According to the needs and the available human resources and equipment, these focal points may also host certified rehabilitation workers, such as physiotherapists, occupational therapists or orthopaedic technician.

Note: As much as possible, the development of rehabilitation services should consider including the surrounding host communities, when services are hardly available for them too.

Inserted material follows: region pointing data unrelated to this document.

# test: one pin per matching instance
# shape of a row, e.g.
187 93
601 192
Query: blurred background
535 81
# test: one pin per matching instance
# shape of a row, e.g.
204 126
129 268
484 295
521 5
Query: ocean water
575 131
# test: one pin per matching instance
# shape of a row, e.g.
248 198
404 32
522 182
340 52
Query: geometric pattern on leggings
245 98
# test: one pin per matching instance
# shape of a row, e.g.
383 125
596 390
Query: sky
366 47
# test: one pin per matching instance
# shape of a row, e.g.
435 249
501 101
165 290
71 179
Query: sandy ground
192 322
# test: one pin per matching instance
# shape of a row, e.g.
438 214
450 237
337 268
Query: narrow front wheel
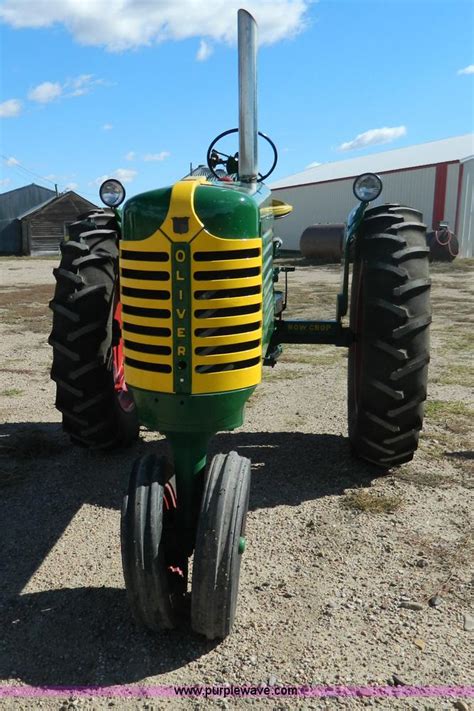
220 543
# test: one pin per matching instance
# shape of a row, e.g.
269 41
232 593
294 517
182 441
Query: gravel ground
340 567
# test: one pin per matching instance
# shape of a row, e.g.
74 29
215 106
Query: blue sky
138 88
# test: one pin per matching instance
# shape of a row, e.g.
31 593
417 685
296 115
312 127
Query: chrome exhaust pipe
248 127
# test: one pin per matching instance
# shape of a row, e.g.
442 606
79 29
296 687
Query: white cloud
133 23
156 156
10 108
374 137
204 52
77 86
45 92
83 84
467 70
125 175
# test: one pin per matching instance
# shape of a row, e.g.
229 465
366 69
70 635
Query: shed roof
14 202
449 149
55 198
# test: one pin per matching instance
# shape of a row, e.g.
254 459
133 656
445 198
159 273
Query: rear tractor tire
98 411
390 316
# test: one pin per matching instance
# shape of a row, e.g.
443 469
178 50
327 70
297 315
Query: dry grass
441 410
368 502
27 307
31 444
11 392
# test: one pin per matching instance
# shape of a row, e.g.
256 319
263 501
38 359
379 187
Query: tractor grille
224 323
145 284
227 313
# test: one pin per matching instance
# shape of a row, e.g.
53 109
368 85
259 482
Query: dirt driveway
347 579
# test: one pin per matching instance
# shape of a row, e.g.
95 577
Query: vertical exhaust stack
248 128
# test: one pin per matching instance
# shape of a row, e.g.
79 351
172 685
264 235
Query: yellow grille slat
227 264
225 321
209 341
147 321
228 380
147 303
214 284
226 357
150 357
146 380
148 340
223 303
144 266
200 241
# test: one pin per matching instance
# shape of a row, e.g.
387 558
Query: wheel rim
124 399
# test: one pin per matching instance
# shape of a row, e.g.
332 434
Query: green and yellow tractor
165 312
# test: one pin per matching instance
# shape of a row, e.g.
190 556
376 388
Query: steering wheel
231 163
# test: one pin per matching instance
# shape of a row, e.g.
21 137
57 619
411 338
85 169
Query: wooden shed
44 226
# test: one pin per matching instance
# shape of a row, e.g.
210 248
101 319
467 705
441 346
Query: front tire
219 545
389 316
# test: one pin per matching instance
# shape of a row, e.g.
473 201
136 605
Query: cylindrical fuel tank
443 244
322 242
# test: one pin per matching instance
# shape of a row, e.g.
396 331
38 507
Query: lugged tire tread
384 426
82 335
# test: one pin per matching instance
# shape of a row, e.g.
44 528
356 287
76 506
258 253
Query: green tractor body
165 313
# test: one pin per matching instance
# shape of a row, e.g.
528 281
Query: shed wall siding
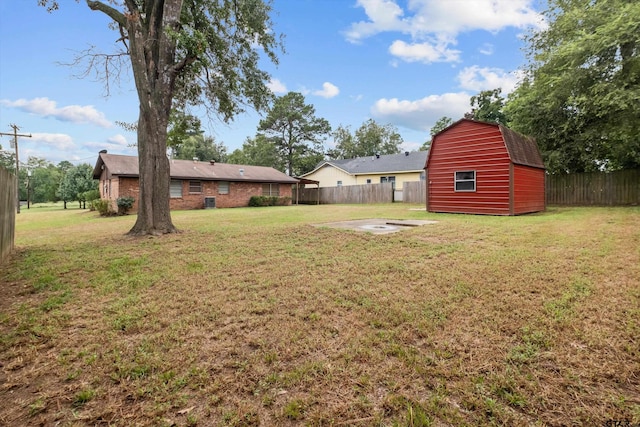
528 189
469 146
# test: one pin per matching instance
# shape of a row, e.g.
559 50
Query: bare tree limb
111 12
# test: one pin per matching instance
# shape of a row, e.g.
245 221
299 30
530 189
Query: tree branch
111 12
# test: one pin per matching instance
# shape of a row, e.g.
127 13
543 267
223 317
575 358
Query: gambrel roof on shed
522 150
484 168
127 166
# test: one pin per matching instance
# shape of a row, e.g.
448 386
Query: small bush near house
102 206
268 201
124 204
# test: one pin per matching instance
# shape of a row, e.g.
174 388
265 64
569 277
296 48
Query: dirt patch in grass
377 225
257 317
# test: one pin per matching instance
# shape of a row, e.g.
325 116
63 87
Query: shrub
103 207
124 204
268 201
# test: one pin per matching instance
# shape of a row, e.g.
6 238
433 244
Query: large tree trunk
152 55
154 215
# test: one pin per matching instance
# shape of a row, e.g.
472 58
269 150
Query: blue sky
405 63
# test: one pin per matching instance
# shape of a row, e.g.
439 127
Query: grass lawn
253 316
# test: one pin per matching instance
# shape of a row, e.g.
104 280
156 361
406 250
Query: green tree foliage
185 53
8 160
296 132
202 147
441 124
258 151
369 139
77 181
181 127
487 106
580 97
41 179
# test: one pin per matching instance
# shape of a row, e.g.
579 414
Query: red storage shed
484 168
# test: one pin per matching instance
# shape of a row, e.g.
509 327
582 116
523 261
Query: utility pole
15 135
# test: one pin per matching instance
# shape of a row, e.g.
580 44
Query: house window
465 180
175 190
391 179
195 186
270 189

In the long-term camps, it often happens that the services are of higher quality and more accessible for the refugees than for the host communities, creating frustrations, rejection of the refugees, and even violence.

Capacity Building

As much as possible, the capacity building of the volunteers should rely on recognised academic or service institutes that will provide trainers, training material, coaching & mentoring of the volunteers, certification engaging the recognition of the acquired skills for the volunteers future career either inside camps, when settling back to homeland, or in the host country, and possibly financial support.

In the specific context of refugee camps, the trainers should be carefully selected, considering in priority : 

  • Their training skills and experience: understanding of training cycle, understanding of adult learning process 
  • Their intercultural behavior 
  • Their creativity, to overcome the lack of equipment by adapting locally available resources (for instance home-made assistive devices)

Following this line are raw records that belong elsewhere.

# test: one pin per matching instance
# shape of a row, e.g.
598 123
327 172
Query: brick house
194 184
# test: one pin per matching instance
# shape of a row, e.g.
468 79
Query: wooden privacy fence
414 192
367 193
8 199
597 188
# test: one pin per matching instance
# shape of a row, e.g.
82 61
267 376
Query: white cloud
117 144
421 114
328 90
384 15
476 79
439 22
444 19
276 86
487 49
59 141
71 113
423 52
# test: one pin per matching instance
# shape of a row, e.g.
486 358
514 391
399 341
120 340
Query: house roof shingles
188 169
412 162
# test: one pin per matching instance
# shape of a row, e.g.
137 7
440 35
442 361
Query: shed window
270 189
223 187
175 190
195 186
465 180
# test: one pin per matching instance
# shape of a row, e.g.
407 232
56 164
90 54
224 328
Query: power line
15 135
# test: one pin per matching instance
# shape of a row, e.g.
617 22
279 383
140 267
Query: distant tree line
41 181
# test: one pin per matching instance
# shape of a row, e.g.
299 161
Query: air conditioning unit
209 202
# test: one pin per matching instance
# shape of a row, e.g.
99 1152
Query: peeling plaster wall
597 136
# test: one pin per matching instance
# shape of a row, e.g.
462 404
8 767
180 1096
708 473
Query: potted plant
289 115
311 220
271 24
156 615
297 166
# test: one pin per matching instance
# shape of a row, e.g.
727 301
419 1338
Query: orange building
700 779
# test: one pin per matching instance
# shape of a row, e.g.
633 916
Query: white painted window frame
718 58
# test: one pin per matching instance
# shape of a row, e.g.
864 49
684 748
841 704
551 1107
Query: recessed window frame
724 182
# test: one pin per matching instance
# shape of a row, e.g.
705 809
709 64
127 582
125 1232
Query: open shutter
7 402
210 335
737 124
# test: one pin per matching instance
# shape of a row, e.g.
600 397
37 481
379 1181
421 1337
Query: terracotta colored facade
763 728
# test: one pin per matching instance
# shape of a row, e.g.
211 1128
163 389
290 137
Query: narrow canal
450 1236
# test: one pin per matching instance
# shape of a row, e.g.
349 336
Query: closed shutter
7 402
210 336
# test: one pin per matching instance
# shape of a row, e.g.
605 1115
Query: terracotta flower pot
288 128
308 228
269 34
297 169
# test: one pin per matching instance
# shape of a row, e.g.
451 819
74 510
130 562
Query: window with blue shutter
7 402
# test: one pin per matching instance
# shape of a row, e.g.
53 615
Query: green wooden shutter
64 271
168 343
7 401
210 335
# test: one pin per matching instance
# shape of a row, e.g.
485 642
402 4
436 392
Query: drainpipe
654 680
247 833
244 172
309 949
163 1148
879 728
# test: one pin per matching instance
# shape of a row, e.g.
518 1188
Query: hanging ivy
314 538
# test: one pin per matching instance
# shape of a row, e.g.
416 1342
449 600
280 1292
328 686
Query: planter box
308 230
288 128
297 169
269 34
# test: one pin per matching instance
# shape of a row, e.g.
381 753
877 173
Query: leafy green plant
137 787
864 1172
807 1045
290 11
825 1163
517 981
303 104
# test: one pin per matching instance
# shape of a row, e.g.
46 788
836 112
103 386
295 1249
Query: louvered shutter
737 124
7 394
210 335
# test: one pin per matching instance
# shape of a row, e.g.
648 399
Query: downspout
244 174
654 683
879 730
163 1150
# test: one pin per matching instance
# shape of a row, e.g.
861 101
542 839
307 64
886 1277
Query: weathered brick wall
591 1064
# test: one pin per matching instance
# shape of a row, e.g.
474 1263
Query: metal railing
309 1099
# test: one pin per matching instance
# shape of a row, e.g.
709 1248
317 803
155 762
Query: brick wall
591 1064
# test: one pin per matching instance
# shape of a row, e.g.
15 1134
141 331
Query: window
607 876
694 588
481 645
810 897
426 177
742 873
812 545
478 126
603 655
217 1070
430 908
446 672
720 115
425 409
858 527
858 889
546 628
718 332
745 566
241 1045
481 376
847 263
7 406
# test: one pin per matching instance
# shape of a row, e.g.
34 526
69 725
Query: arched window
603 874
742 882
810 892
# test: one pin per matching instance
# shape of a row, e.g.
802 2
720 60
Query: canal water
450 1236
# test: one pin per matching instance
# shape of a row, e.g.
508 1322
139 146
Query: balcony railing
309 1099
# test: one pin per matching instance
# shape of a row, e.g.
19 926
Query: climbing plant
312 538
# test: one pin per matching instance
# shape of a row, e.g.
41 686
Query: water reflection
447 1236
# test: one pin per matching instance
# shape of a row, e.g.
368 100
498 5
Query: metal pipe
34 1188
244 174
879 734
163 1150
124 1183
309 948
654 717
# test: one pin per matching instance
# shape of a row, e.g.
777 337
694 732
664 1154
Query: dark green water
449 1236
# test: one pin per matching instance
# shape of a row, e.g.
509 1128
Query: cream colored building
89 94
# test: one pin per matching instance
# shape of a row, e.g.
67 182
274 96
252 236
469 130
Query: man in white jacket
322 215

The formalization of the trainings is a must, in order to:

  • Promote the new skills and prevent volunteers turnover
  • Improve the level of quality of services close to the standard level as much as possible although  this context was many limitation  
  • Encourage the volunteers to invest in a career supporting persons with disabilities
  • Facilitate a professional reconversion in host country, third country, or resettlement.

Standard Basic Training on Disability and Rehabilitation are available from various National or International Agencies, providing certificates of either ‘Rehabilitation Agent’ or ‘Rehabilitation Volunteer’ or ‘Physiotherapy Assistant’. In practice, most of these trainings combine physiotherapy, occupational therapy and social skills that can complete in an efficient way, in the communities, center-based treatments.

Following the standard basic training, more and more specialized trainings can be progressively envisaged, considering the:

  • Beneficiaries’ needs, in accordance with the “staircase strategy’ (see below)
  • Volunteers motivation and results
  • Available training resources. As much as possible, local training resources (host country or surrounding countries) will be privileged, as facilitating their adequacy to the context, and the long-term technical coaching and follow-up.

 Staircase Strategy

When starting rehabilitation activities in a refugee camp, there is no way of knowing how long the camp is going to exist, or whether funding sources will be stable and uniform. A “Staircase Strategy” is therefore needed, represented by a series of activities that, though time-limited, fit into a medium/long-term plan, including a response to new needs. The steps are climbed progressively and in order, according to the: 

  • Recommendations from an evaluation or diagnosis at the end of each step
  • Needs observed or expressed by the beneficiaries. Prioritisation of impairments may have to be established, considering the ratio impact/investment
  • Financial and training resources

Each activity must be self-contained including exit strategies, while preserving/reinforcing the gains from the preceding steps.